I could hear the subdued murmur of a woman’s voice, which was interrupted periodically by a man saying something loud and angry. For a few seconds, everything was quiet, and then a different man spoke in a slow, authoritative voice. The first man shouted, a door slammed and then there was silence.
My heart was racing and, as I took a step away from the day-room door, I could see the damp imprint of my hand where it had been pressed against the glass of the window. At that moment, the nurse turned and smiled at me and then she opened the door.

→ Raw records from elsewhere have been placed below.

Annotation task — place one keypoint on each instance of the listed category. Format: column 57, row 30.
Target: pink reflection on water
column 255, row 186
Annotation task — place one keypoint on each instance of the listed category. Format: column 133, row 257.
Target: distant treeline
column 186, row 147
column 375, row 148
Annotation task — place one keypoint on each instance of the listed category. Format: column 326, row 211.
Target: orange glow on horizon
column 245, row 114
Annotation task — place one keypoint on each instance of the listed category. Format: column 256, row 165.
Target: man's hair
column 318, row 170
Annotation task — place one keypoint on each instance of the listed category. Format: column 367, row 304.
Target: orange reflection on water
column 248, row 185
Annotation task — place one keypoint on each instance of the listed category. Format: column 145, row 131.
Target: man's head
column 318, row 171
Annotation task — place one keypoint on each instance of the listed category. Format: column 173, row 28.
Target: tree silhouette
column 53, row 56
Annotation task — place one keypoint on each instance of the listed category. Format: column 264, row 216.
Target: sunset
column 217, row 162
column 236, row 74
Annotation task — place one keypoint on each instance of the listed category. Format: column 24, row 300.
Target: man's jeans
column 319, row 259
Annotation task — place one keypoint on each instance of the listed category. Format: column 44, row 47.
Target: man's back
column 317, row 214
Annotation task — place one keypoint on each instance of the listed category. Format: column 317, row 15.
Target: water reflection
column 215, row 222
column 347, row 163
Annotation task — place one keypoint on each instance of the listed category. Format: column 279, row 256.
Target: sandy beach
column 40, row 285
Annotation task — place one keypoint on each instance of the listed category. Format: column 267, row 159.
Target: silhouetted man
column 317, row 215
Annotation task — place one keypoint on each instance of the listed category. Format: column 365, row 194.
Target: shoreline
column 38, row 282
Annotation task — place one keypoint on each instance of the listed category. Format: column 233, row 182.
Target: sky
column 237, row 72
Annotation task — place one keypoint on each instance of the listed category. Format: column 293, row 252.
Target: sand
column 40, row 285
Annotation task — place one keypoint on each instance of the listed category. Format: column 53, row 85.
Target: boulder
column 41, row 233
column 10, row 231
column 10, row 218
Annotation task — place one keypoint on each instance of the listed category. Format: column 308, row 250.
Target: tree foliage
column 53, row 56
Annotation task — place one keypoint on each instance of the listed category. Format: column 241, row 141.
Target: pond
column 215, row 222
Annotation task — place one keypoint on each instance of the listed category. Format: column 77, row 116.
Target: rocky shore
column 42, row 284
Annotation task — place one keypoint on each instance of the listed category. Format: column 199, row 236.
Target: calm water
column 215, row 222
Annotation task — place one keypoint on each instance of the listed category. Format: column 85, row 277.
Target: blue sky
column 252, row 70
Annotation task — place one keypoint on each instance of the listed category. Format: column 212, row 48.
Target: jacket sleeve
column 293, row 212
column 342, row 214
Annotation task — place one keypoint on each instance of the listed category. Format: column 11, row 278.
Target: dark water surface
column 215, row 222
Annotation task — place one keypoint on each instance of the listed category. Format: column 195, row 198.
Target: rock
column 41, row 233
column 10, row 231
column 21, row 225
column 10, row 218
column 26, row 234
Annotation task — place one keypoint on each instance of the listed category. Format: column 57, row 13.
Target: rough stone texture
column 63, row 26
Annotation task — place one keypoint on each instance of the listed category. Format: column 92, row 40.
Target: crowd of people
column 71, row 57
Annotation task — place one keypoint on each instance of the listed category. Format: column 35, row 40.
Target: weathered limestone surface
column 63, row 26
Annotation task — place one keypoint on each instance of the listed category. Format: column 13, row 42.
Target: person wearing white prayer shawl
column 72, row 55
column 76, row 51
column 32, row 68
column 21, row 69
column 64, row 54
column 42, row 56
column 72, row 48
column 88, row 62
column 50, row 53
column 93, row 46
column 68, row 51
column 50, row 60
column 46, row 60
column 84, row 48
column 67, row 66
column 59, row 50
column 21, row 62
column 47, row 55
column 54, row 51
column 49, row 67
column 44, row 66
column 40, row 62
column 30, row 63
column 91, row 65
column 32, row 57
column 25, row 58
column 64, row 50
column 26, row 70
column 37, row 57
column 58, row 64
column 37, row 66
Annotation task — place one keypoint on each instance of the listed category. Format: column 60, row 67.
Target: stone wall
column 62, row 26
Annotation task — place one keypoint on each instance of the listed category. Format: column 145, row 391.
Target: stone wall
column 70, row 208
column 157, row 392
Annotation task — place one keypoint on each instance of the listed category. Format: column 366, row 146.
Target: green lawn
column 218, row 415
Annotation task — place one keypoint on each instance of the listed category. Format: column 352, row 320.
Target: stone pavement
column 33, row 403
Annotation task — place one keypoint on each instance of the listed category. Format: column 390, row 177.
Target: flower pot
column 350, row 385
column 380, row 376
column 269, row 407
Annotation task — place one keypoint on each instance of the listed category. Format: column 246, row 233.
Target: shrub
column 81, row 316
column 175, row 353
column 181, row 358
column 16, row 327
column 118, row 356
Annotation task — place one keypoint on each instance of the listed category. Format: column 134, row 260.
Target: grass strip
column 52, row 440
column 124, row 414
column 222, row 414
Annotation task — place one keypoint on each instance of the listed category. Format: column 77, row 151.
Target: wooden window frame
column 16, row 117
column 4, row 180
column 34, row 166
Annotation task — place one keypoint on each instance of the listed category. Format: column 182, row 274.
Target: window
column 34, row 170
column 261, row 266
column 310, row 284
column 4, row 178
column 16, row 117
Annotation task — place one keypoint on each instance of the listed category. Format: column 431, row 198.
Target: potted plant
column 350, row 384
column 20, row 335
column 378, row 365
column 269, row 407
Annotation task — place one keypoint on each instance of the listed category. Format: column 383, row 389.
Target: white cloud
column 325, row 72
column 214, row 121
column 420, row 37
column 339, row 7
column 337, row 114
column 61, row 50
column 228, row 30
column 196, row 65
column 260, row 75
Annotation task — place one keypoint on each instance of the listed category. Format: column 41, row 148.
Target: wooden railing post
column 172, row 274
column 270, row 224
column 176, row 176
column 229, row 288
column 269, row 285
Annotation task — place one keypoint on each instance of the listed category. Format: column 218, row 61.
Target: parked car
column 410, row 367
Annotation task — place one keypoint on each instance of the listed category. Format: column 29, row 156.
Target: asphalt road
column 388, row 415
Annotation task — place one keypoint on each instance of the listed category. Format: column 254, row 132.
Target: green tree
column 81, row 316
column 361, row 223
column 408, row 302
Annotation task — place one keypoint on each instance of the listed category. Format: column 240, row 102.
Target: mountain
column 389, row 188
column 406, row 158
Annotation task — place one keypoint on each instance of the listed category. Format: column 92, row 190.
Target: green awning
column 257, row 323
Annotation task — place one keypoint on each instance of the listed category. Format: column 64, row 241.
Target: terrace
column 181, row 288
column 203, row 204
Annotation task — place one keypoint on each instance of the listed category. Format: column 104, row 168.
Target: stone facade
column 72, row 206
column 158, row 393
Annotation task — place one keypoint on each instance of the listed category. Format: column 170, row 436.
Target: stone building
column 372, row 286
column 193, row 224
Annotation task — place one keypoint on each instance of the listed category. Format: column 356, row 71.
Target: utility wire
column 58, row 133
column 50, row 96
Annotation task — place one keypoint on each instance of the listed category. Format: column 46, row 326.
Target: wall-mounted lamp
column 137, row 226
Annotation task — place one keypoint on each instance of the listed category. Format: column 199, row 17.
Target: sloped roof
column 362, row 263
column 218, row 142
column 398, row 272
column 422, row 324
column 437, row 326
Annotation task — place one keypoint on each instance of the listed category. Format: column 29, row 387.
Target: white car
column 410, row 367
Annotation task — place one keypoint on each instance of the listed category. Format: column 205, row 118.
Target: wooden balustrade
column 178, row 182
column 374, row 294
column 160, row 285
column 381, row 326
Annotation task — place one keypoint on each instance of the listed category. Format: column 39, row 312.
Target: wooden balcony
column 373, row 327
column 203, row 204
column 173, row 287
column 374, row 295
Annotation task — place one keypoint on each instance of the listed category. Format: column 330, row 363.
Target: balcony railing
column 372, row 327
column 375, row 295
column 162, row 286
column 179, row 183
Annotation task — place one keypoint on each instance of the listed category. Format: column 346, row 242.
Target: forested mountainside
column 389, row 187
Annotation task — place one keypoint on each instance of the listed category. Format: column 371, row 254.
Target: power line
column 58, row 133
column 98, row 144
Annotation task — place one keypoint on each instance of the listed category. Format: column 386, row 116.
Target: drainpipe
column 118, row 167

‘Well done, love,’ she said. ‘You can pop out now.’
‘Who was it?’ I whispered. ‘Who was the man who was shouting?’ But I already knew the answer.
‘It was your father,’ the nurse said. She smiled a quick, apologetic smile.
Usually, the staff avoided any kind of physical contact with the patients, except when they had to restrain someone who had become violent and was threatening to hurt themselves or someone else. For some reason, though, the nurse touched my arm lightly as she added, ‘My word! Now there’s a man who knows what he wants and intends to get it.’
I pressed my hands against my stomach, trying to stop the sick feeling rising up into my throat, and then I asked, in a barely audible voice, ‘And what did he want?’
‘Oh, he wanted to see you. In fact, he demanded to see you. Apparently, he’s on the hospital board.’ Her laugh was scornful.
My father told me the same thing himself some years later, which is when I found out that it wasn’t true. He wasn’t on the board of hospital directors, as he claimed to the nurses that day, although I’ve no doubt he knew people who were. But twisting the truth – and telling outright lies – to get what he wanted was something he often did, and he must have been furious when his self-assured, bullying arrogance hadn’t had its usual effect and he’d been thwarted in his attempt to see me.
The other man’s voice I’d heard during the fracas with my father turned out to have been that of Dr Hendriks.
‘How dare you try to prevent me from visiting my daughter,’ my father had bellowed at him. ‘I demand to see her immediately.’
‘I’m afraid that won’t be possible, and I must ask you to leave – now,’ Dr Hendriks had answered. He always spoke in calm, measured tones, which I found reassuring, but they must have driven my father into a frenzy of fury – particularly in view of the fact that Dr Hendriks was someone my father would have referred to as ‘a bloody foreigner’.
I couldn’t begin to imagine how enraged my father must have been at being refused access to me, not to mention at being spoken to as if he was ‘just anybody’. He’d have heard on the grapevine that I was remembering things about my childhood, and he must have been anxious to find out what I was saying. I expect he wasn’t too worried, though, because, after all, who was going to believe the word of a crazy woman who’d been committed to a psychiatric hospital against that of a successful businessman, friend to the rich and famous, and well-known pillar of society? My breakdown must have seemed like a godsend to him.
After my father had stomped out of the hospital in a rage that day, a nurse handed me the huge, stupid bouquet of flowers he’d left for me. I rammed them into the bin, heads first, snapping their stems and scattering their petals on the floor around me.
I’d always been frightened of my father. Just thinking about him made the hairs on the back of my neck stand up and my stomach start to churn painfully. But, for a moment, that fear had been replaced by hatred, and I felt a deep, childish satisfaction at the thought that, for once, he hadn’t got his own way. I was grateful to the nurses and to Dr Hendriks for standing up to him in a way I’d never seen anyone do before, and for making me feel, briefly, safer.